Le modèle de Cowan est présenté Figure 9. Dans ce cadre là, les propriétés d'empan et de durée attribuée à la MCT, deviennent des propriétés attribuées à l'activation de la MLT.

Selon Tiberghien , cette conception de la MCT permet de comprendre pourquoi les traits et les concepts associés à un stimulus sont activés automatiquement. Il considère qu'il est raisonnable de retenir la proposition de Cowan qui définit le MCT comme la somme de toutes les informations activées à un moment donné, laissant de coté le problème de savoir si toutes ces informations activées accèdent à la conscience.

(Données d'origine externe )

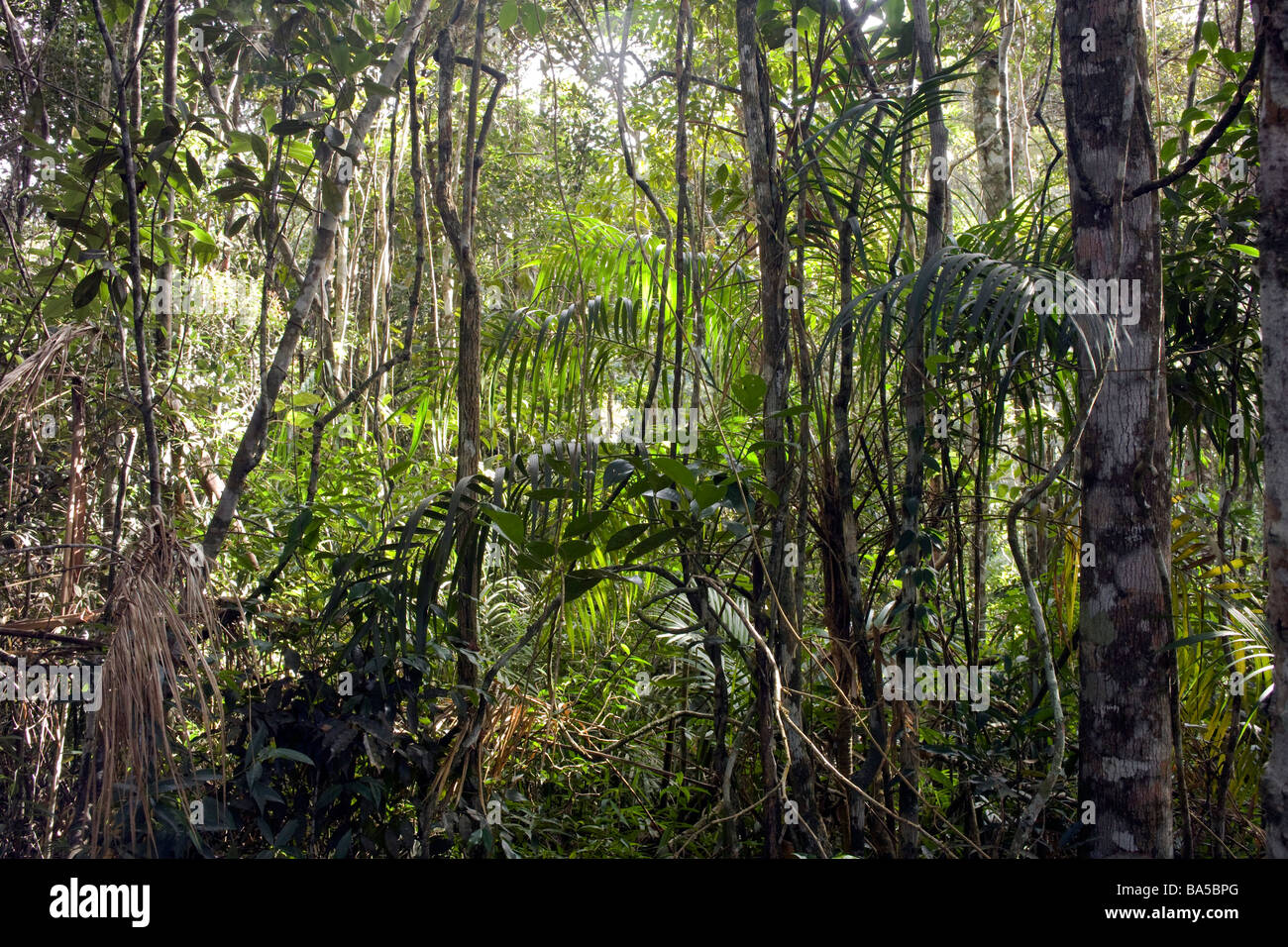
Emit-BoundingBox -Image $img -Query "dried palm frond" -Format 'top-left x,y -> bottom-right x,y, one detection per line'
90,523 -> 224,853
0,325 -> 100,427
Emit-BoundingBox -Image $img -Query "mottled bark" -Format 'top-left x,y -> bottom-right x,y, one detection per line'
971,0 -> 1015,218
1253,0 -> 1288,858
1057,0 -> 1172,858
201,0 -> 430,562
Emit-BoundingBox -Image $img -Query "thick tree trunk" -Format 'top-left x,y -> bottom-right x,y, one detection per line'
1254,0 -> 1288,858
1057,0 -> 1172,858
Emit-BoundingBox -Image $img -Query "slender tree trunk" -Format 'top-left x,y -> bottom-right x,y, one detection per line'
971,0 -> 1015,218
1057,0 -> 1172,858
737,0 -> 825,857
202,0 -> 430,562
1253,0 -> 1288,858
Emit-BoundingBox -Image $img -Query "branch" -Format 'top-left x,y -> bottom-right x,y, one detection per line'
1125,34 -> 1266,204
199,0 -> 430,562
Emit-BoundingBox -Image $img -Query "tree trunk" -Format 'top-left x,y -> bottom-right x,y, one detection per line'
1254,0 -> 1288,858
971,0 -> 1015,218
1057,0 -> 1172,858
737,0 -> 825,857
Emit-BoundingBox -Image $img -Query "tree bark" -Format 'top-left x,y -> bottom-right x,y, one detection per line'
1253,0 -> 1288,858
201,0 -> 430,563
1057,0 -> 1172,858
971,0 -> 1015,219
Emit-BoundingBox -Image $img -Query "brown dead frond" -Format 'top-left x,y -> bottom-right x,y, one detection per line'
0,325 -> 100,428
90,523 -> 224,854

Ce modèle nous apparaît plus intéressant pour rendre compte du traitement des situations dynamiques que les modèles de type Greeno ou Baddeley, qui sont davantage orientés pour les tâches de raisonnement symboliques. De plus, ce modèle permet de rendre compte facilement de la notion de "awareness" telle qu'elle se développe dans la théorie de la conscience de la situation que nous présenterons au paragraphe 2.2.5. En effet dans ce modèle, des informations peuvent être rendues accessibles sans pour autant être directement dans le champ de la conscience à un instant donné.